- Robert A. Heinlein, "Beyond This Horizon," 1942
It's not hard to find permutations of this quote now. Particularly in the United States, the idea of ordinary people carrying guns for protection is an idea that was forged in the Revolution and advanced by the frontier that it expanded into through the nineteenth century. Today, the United States is probably one of the most well-armed societies on Earth; only in Illinois is it illegal to carry a firearm, and the majority of states allow firearms to be carried openly. Now, it's not as if every single American is packing - during the course of my journeys down to the States, the closest I came was a sign on a Valley Metro bus in Tempe, Arizona that helpfully told me firearms were prohibited onboard.

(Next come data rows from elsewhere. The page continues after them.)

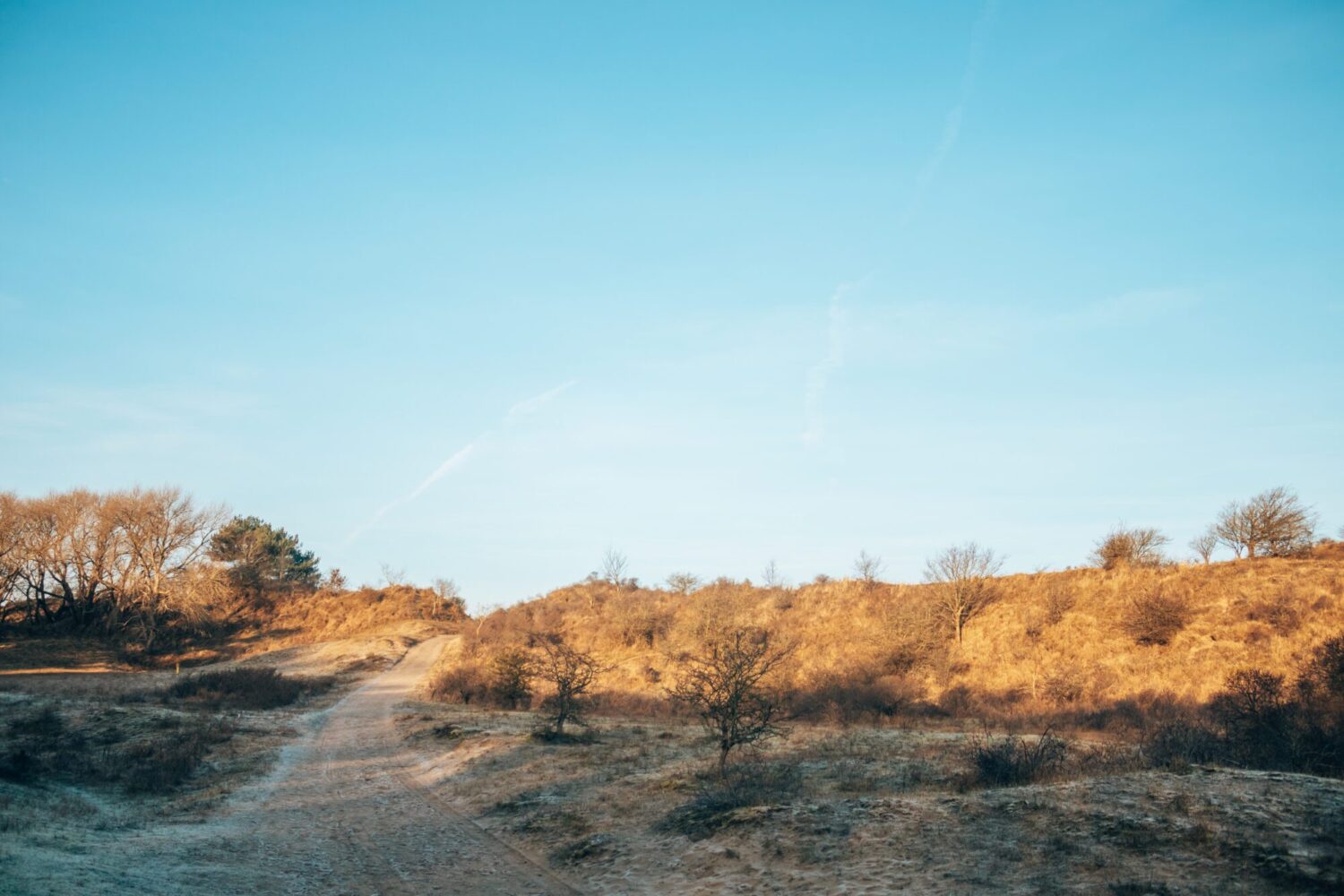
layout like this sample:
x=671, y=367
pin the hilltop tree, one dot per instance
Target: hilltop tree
x=613, y=568
x=725, y=685
x=1129, y=547
x=961, y=578
x=1274, y=521
x=572, y=673
x=261, y=556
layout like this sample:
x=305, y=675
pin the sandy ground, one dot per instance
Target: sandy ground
x=341, y=812
x=384, y=794
x=881, y=812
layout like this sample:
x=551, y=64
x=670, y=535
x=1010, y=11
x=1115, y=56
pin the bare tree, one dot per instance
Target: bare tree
x=868, y=568
x=572, y=673
x=1124, y=547
x=1204, y=544
x=1274, y=521
x=449, y=598
x=962, y=582
x=771, y=576
x=164, y=540
x=613, y=568
x=683, y=583
x=726, y=686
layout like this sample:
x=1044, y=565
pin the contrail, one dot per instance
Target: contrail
x=952, y=124
x=820, y=373
x=460, y=457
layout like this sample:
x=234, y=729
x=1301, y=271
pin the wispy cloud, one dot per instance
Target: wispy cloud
x=819, y=375
x=460, y=457
x=952, y=121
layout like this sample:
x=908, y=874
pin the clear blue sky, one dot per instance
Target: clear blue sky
x=484, y=289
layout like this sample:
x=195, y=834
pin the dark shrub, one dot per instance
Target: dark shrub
x=245, y=688
x=1179, y=743
x=511, y=680
x=1012, y=761
x=717, y=799
x=1155, y=618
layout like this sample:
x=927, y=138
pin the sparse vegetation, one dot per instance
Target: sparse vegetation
x=245, y=688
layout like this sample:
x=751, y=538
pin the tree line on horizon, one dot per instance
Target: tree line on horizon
x=124, y=563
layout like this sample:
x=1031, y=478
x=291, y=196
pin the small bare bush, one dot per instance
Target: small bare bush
x=1155, y=618
x=460, y=684
x=1012, y=761
x=1179, y=743
x=1124, y=547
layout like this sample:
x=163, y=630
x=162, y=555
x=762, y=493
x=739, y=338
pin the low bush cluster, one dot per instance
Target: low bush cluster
x=1011, y=761
x=1260, y=720
x=245, y=688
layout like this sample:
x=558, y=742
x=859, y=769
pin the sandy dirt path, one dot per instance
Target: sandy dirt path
x=341, y=813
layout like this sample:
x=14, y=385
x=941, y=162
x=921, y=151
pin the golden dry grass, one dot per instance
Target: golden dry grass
x=1051, y=640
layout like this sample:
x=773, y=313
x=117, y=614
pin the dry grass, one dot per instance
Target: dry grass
x=874, y=810
x=1051, y=642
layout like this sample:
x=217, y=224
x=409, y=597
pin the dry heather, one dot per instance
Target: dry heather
x=316, y=616
x=1067, y=641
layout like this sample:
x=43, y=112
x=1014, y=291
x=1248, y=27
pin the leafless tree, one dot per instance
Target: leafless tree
x=726, y=686
x=683, y=583
x=572, y=673
x=164, y=541
x=1129, y=547
x=1204, y=544
x=1274, y=521
x=868, y=568
x=613, y=568
x=962, y=582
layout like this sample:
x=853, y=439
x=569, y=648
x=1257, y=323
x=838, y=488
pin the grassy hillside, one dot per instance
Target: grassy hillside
x=1050, y=641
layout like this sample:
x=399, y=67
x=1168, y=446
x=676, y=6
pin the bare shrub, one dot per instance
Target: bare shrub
x=511, y=678
x=1064, y=685
x=1123, y=547
x=1012, y=761
x=1179, y=743
x=726, y=686
x=1255, y=718
x=1279, y=611
x=1204, y=544
x=1059, y=600
x=1155, y=618
x=868, y=568
x=683, y=583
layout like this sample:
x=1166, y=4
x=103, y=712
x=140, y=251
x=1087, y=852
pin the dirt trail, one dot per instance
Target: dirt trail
x=341, y=813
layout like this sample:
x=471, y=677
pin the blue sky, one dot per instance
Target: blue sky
x=484, y=289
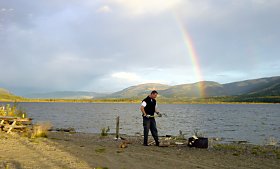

I'm not interested in talking about openly carrying firearms itself; that's an intensely charged discussion that I don't really have any reason to enter. It's more the psychology behind them, the psychology that is the source of the Heinlein quote at the top of this post. The idea that a proliferation of weapons will lead to a proliferation of manners - a sort of mutually assured destruction for society, perhaps.
Whether or not this would work in the ideal way some of its supporters suggest isn't up for me to figure out. It's just something I've been thinking about, and was recently reminded of - and I can't get beyond the conclusion that a society based on the manners of the gun would be profoundly... off.
A society based on the manners of the Nintendo Zapper, on the other hand, would be profoundly entertained!
Strip away the rhetoric about self-protection, about manners, and so on, and what do you get? That probably depends significantly on the views you bring to the table, but for me, it looks like a society based on fear. A society where you need to be on your best behavior at all times, lest your neighbor decides you're offensive and decides to shoot you - though I know that's a rather extreme possibility. But it really does remind me of the way many people seem to approach religion, particularly Old Testament-flavored Christianity, where the core of the belief is fear: fear of God, fear of Hell, fear of punishment. I hear anecdotal stories occasionally about people who claim that their belief in a vengeful God and eternal punishment is all that keeps them from commiting bloody crimes and atrocities on Earth.
That theoretical "armed, polite society" seems like it hews the same way; that it's set up to keep those same people in line, the people who would run wild with reckless abandon if they knew that the person next to them on the bus, or for that matter barely anyone, could kill them if they stepped far enough out of line.
But what kind of foundation is that? "Follow social norms, lest your peers kill you?" Honestly, I feel as if this goes even farther than states - states may govern through a monopoly on force, but force does not have to be death-dealing. Doesn't it say something about a society if it's necessary for people to be armed to make it polite, that there's been some problem somewhere down the line? The more I think about it, the more it seems like a society founded on fear... and societies based on fear never last. Either people stop being scared, or the fear deepens into bunker mentalities.
If a man can only be well-mannered when he believes his life is on the line... is that really the sort of man we want to be unfettered in society?